Ciao, amici. We’ve been discussing story bibles. So far, in addition to the overview, we’ve covered the series premise, character sheets, and setting descriptions. Today, I’ll be discussing outlines, specifically outlining for multiple POVs.
If you only have one POV character, the information still (mostly) applies. You can just eliminate the additional columns.
This is the method I use to prepare for writing multiple POVs.
My latest project is a five-book sci-fi series with multiple points of view. In the past, I’ve technically written multiple POV works. I usually use the hero and the heroine, and in one series I added a third POV when I occasionally put in passages from the villain’s perspective.
This time, though, I’m writing a multiple POV in the true sense of the word. Not two or three characters, but a whole handful of them.
I’m an outliner. I can’t wing it and let my muse direct me. I tried it once. It wasn’t pretty.
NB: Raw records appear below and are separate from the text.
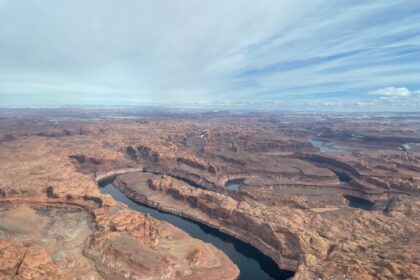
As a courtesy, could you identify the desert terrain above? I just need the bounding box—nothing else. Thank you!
[0,108,419,279]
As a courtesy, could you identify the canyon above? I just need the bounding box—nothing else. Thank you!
[0,108,419,279]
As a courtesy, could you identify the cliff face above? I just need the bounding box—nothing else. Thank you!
[117,172,420,280]
[1,111,419,280]
[0,191,239,280]
[0,126,240,280]
[87,206,239,280]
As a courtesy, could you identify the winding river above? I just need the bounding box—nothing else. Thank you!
[310,139,347,153]
[100,183,294,280]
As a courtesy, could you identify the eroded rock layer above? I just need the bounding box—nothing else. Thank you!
[1,108,419,279]
[0,194,239,280]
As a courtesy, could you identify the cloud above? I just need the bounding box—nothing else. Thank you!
[368,87,412,97]
[0,0,419,111]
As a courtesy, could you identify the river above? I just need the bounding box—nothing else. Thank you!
[344,195,374,211]
[310,139,347,153]
[225,179,244,191]
[100,183,295,280]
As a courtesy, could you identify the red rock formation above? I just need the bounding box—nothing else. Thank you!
[1,109,419,279]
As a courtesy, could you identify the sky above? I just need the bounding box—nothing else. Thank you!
[0,0,419,111]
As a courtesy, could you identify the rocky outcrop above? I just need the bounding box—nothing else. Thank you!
[124,174,302,270]
[0,240,62,279]
[1,109,420,280]
[116,170,420,280]
[0,191,239,280]
[177,156,226,175]
[136,144,177,162]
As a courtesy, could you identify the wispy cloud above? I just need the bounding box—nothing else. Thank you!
[0,0,419,110]
[368,87,413,97]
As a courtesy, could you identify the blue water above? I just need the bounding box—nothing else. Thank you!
[344,195,373,211]
[100,183,294,280]
[225,179,244,191]
[310,139,347,153]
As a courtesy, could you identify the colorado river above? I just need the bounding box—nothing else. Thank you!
[100,183,294,280]
[344,195,374,211]
[225,179,244,191]
[310,139,347,153]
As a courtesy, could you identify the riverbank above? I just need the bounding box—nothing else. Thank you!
[96,171,299,274]
[100,183,295,280]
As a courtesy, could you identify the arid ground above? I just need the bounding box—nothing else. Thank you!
[0,108,419,279]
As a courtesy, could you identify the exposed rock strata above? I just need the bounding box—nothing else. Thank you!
[0,193,239,280]
[114,171,420,279]
[1,110,419,279]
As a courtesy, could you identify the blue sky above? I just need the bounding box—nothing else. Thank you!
[0,0,419,111]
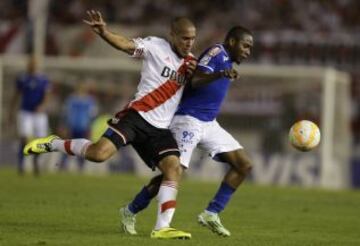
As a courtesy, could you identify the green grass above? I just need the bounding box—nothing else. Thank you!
[0,168,360,246]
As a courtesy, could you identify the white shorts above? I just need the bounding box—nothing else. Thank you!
[17,110,49,138]
[170,115,242,168]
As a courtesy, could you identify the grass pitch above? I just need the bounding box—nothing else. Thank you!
[0,168,360,246]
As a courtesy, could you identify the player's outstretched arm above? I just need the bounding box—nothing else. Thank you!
[83,10,135,55]
[191,68,238,88]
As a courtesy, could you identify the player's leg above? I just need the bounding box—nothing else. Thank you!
[24,118,128,163]
[218,149,252,187]
[24,111,137,163]
[121,146,189,239]
[24,133,116,162]
[120,174,163,235]
[122,156,187,239]
[205,149,252,213]
[198,121,252,237]
[151,154,192,239]
[120,115,200,236]
[128,122,191,239]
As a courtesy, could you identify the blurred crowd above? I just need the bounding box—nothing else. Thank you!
[1,0,359,31]
[1,0,359,65]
Outlining for me makes sense. It keeps me on track, but I’m not so wedded to my plans that I can’t veer a little bit if an opportunity presents itself. And my outlines aren’t extensive; just a line or two per scene so I know what I need to accomplish.
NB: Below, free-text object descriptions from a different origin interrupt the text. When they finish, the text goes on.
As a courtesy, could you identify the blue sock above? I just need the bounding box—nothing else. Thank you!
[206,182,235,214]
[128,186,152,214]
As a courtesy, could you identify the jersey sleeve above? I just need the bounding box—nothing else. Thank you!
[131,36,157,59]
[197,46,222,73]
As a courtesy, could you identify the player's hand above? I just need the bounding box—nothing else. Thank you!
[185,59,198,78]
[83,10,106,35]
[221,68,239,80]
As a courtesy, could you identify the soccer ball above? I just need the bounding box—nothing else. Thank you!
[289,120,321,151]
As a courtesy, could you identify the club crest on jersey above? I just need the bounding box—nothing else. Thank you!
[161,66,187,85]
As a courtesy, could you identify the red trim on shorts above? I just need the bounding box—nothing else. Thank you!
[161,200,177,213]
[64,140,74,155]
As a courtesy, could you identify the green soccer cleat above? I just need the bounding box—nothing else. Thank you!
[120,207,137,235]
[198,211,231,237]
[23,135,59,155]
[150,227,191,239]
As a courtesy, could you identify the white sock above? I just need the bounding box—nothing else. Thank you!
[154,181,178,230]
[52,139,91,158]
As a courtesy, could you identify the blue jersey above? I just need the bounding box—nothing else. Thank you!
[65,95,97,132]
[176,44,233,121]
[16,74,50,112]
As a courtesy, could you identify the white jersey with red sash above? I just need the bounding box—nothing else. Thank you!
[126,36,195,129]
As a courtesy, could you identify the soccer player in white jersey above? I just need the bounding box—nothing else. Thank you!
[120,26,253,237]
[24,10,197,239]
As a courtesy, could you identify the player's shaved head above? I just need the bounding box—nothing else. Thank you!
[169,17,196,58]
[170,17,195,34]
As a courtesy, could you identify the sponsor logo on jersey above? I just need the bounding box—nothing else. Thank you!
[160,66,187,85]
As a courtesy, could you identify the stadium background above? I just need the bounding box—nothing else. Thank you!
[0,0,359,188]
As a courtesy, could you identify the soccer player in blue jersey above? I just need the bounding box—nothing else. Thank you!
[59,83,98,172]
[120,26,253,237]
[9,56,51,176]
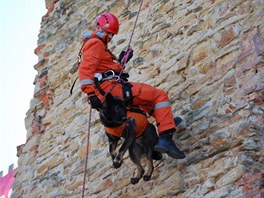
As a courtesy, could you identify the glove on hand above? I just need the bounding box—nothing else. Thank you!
[118,48,133,64]
[88,95,102,109]
[120,73,129,82]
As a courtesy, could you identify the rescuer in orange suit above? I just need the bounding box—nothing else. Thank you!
[78,12,185,159]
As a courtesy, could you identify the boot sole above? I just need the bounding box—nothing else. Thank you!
[155,146,185,159]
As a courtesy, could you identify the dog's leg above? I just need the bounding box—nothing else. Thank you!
[113,118,136,169]
[129,142,145,184]
[142,124,159,181]
[106,133,119,161]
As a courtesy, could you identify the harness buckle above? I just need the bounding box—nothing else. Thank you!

I never needed anything resembling a chart to outline my other work. But now, with so many people to keep track of, I was confusing myself. That’s when and why I created the rainbow-colored chart you see above. (And if this method of outlining interests you, just click on that graphic. You can download the associated Word file for your own use.)
It’s a pretty simple procedure, but it really helped me keep track of everything.
- I created a table. The first column is my action items. Each additional column is for a POV character.
- I color-coded each character’s column so they’re easier to track.
- I added the big points I needed to hit to the first column:
• inciting incident (plot point 1)
• pinch point 1
• pinch point 2
• dark moment (plot point 2)
- I put at least one open row between the plot and pinch points, but as I create the beats I need to hit, I add more.
Now it’s as simple as filling in the blanks. Instead of writing an outline that jumps all around between people and scenes, I can write one plot line, beginning to end, for a single character. Then move to the next, then the next, then the next, etc.
Once I have all the individual POV plot lines, I create my master outline, putting the scenes in the order I want to write them, making sure it all happens chronologically. Once nice thing is to have a cliffhanger ending for each scene. It virtually guarantees the reader will keep going because they want to return to that character (whenever his or her POV comes up again) and find out what happened.
This method makes it simple to keep track of all my character arcs and their progression through the story. You could also repurpose this for multiple timelines rather than multiple characters.
Have you written multiple characters or multiple timelines? Did you outline first? Do you have any tips to share? Let’s talk about it.